The Academic Committee decides on the objection and registers its decision in a relevant report, following the procedure below:

  1. In order to re-evaluate the written paper, the Academic Committee, in co-operation with the Head of Department, appoints a two-member committee of two other teachers of the same or related specialty, who re-examine the paper.
  2. The paper is submitted to the members of the two-member committee, with the student’s name and initial grade hidden from view.
  3. The grade of the two-member committee, which is the final for the written examination, is communicated to the Head of Department as soon as possible, who in turn sends it to the Academic Committee.
  4. The final grades to be validated/approved by the Academic Committee will be transferred to the student’s Certificate of Academic attainment (Transcript) in the Studies Office.
  5. The new grade is recorded in the Special and General Record Book as a separate entry. The same is done in the statement for grades, which are kept in the school file for five years.

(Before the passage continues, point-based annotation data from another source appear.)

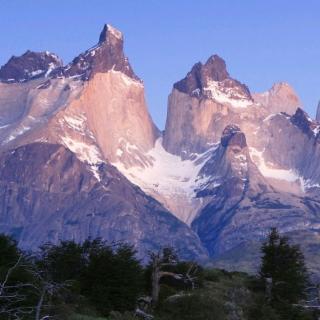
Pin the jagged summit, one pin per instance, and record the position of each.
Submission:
(318, 112)
(30, 65)
(212, 80)
(105, 56)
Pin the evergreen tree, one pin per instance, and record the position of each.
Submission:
(285, 275)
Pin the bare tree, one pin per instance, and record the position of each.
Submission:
(14, 303)
(13, 296)
(164, 258)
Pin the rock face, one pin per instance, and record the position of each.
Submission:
(105, 56)
(47, 194)
(29, 66)
(193, 123)
(281, 97)
(318, 112)
(80, 156)
(59, 131)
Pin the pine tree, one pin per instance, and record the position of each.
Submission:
(283, 269)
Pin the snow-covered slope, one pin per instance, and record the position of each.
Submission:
(170, 179)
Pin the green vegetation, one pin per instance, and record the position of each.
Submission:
(100, 281)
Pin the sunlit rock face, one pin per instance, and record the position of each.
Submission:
(318, 112)
(96, 98)
(280, 98)
(59, 131)
(241, 205)
(80, 156)
(48, 194)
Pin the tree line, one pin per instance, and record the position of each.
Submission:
(106, 279)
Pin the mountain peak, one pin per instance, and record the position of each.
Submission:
(210, 79)
(318, 113)
(108, 32)
(107, 55)
(215, 69)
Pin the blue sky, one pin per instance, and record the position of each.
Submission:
(262, 41)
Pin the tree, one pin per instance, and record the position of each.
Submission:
(16, 289)
(113, 278)
(164, 264)
(283, 266)
(284, 273)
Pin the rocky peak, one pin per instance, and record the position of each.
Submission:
(29, 66)
(214, 69)
(233, 136)
(109, 33)
(318, 112)
(105, 56)
(212, 80)
(280, 98)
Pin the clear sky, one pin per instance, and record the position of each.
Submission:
(262, 41)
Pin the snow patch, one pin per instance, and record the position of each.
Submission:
(227, 95)
(270, 172)
(168, 175)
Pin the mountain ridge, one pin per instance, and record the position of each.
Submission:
(229, 165)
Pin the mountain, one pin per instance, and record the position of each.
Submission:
(81, 157)
(59, 133)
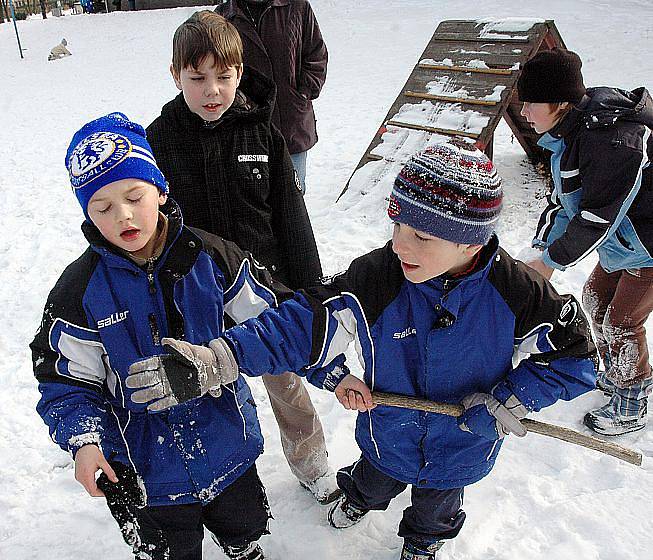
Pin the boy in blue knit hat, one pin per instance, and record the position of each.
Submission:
(145, 276)
(441, 312)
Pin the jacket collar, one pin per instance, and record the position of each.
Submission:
(233, 7)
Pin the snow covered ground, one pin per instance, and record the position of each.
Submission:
(545, 499)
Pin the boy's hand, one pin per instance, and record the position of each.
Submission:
(544, 270)
(185, 372)
(89, 460)
(353, 394)
(485, 416)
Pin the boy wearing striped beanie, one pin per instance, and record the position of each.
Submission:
(438, 313)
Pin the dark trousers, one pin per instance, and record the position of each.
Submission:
(432, 516)
(619, 304)
(237, 516)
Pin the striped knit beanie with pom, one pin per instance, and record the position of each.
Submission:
(451, 191)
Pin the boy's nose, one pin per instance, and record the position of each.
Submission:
(398, 242)
(125, 214)
(212, 88)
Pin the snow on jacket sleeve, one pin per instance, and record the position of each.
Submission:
(551, 335)
(290, 221)
(314, 57)
(552, 224)
(68, 360)
(611, 176)
(309, 333)
(249, 287)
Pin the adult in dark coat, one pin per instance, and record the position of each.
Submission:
(282, 40)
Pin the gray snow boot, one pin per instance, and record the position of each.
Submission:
(420, 551)
(625, 412)
(249, 551)
(344, 514)
(604, 384)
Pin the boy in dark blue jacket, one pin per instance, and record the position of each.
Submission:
(441, 312)
(146, 276)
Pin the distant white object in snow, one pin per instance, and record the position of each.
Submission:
(60, 51)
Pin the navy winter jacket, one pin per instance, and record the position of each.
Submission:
(503, 325)
(603, 182)
(106, 313)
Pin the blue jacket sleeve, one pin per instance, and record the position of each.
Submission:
(301, 335)
(555, 357)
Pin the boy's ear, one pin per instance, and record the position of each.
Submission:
(471, 250)
(175, 77)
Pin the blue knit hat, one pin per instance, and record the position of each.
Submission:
(109, 149)
(451, 191)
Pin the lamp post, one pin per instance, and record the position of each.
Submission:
(13, 16)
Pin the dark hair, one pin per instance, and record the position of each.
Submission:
(203, 34)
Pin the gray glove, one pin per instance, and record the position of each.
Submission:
(485, 416)
(186, 371)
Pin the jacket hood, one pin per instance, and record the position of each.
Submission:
(603, 106)
(254, 102)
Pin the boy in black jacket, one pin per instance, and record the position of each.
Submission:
(229, 170)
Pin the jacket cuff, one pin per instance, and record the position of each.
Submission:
(75, 443)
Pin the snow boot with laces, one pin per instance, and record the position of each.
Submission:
(625, 412)
(345, 514)
(420, 551)
(249, 551)
(324, 488)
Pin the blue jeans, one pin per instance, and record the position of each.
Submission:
(299, 163)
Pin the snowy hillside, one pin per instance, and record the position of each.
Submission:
(544, 500)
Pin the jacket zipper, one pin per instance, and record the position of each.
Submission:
(150, 276)
(154, 327)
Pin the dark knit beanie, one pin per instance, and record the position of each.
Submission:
(109, 149)
(552, 77)
(451, 191)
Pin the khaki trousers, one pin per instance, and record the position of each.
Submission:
(302, 437)
(619, 304)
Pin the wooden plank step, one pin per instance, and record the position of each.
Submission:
(500, 71)
(446, 131)
(476, 39)
(462, 85)
(450, 99)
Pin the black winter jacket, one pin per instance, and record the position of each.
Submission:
(286, 45)
(234, 178)
(603, 182)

Graduation of students from the School

A student graduates from the School when they have attained at least the base mark, which is the passing grade, in all courses in the field of study they have attended, and completes 240 ECTS. Finally, in order to obtain a degree a student must have fulfilled all their obligations towards the School.

Upon completion of their program of studies, C.C.T.S. provides students, free of charge, with an official copy of their Degree and an official copy of a Transcript containing the grades on all the courses that the student has attended, their relevant ECTS and their average grade.

The student also receives a copy of the Diploma Supplement in English, which includes all the necessary information to be used by the student for the recognition of his academic and professional qualifications in any European country. Specifically, the Diploma Supplement has been developed based on the templates of the European Union, the Council of Europe and UNESCO-CEPES and it includes basic information about the student, C.C.T.S., the type and level of the degree, detailed results per course (such as grade and allocated ECTS), the grading scale and the overall structure of the educational system of Cyprus.

C.C.T.S. has adopted the European Credit Transfer and Accumulation System to allocate the ECTS for each course in all of its programs. Therefore, the degrees issued by C.C.T.S. are aligned with the Bologna principles and facilitate their recognition and transfer at European level.